15. Student Privacy Pledge
LiameedS SafeGrow commits to the following, aligned with the Student Privacy Pledge and ClassDojo-model standards:
- ✅ We will not sell student personal information.
- ✅ We will not use student data to behaviorally target advertising.
- ✅ We will not build advertising profiles of students.
- ✅ We will not disclose student data except as required for educational purposes or by law.
- ✅ We will provide access to and deletion of student data upon school or parent request within 30 days.
- ✅ We will maintain a comprehensive security program proportionate to the data we hold.
- ✅ We will not retain student personal information beyond the period needed for educational purposes.
- ✅ We will support transparent data practices so schools, parents, and students know what data is collected and why.
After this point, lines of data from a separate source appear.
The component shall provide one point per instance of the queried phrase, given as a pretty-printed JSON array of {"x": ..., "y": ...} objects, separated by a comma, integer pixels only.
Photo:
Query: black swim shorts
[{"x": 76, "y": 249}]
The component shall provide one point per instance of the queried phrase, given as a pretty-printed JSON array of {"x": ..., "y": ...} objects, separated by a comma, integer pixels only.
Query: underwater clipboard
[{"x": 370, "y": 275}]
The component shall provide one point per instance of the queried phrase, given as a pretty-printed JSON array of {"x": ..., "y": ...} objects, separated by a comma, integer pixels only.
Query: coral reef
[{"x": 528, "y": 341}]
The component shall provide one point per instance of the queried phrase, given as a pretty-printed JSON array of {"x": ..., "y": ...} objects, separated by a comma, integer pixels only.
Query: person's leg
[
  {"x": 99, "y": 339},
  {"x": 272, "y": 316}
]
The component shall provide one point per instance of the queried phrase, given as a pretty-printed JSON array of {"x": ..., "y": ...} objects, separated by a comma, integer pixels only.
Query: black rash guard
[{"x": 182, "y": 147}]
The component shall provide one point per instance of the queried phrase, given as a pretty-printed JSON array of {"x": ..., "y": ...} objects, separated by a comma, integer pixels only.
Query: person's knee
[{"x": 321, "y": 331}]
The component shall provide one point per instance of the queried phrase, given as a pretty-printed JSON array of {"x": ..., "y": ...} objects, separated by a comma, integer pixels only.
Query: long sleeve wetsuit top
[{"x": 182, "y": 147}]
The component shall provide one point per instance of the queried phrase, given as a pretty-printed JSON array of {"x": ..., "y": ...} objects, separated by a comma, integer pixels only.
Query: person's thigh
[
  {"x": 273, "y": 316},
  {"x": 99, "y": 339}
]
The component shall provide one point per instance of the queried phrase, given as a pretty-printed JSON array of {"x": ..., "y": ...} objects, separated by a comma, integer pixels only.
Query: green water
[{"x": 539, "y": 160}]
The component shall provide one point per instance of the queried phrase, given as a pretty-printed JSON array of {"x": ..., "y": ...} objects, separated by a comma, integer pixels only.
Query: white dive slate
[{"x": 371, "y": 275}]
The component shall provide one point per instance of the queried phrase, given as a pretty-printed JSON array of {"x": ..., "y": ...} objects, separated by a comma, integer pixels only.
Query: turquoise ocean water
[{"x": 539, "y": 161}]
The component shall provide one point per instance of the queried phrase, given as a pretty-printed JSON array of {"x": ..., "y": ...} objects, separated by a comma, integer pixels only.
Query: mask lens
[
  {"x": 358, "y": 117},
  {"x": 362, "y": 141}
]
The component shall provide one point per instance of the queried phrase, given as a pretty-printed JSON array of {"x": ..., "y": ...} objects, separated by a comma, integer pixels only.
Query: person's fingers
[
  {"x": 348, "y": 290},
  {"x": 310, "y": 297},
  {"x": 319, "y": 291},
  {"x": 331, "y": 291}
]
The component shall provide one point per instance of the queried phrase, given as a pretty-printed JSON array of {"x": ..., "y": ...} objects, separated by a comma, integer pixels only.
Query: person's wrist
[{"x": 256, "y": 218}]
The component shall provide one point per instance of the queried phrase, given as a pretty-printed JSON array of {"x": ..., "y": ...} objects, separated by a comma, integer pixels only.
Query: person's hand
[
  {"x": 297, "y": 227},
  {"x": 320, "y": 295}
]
16. Cookies & Web Tracking
- Landing website: minimal cookies for session management and language preference (localStorage).
- School Portal (web app): Firebase session cookies for authentication only.
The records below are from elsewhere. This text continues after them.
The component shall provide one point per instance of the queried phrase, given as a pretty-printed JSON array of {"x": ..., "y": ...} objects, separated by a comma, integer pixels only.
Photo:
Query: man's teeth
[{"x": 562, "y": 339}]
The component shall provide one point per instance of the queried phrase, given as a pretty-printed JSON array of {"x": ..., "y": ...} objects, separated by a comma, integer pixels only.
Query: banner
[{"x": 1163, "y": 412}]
- No third-party advertising cookies or tracking pixels on pages accessible to children.
- Google Analytics may be used on the landing site for aggregate, anonymized traffic metrics only.
17. Changes to This Policy
- We will update the "Last updated" date at the top of this page for any changes.
- For material changes, active users will be notified via in-app notice and/or email at least 30 days before the change takes effect.
- Continued use of LiameedS after the effective date constitutes acceptance of the revised policy.
18. Contact & Data Rights Requests
Privacy & Data Rights: privacy@liameeds.com
Legal & DPA Requests: legal@liameeds.com
Security Incidents: security@liameeds.com
General Support: support@liameeds.com | support center
Mailing address: Segoulin Corporate International LLC, United States
We respond to all privacy requests within 30 days. Complex requests may require up to 90 days; we will notify you if an extension is needed.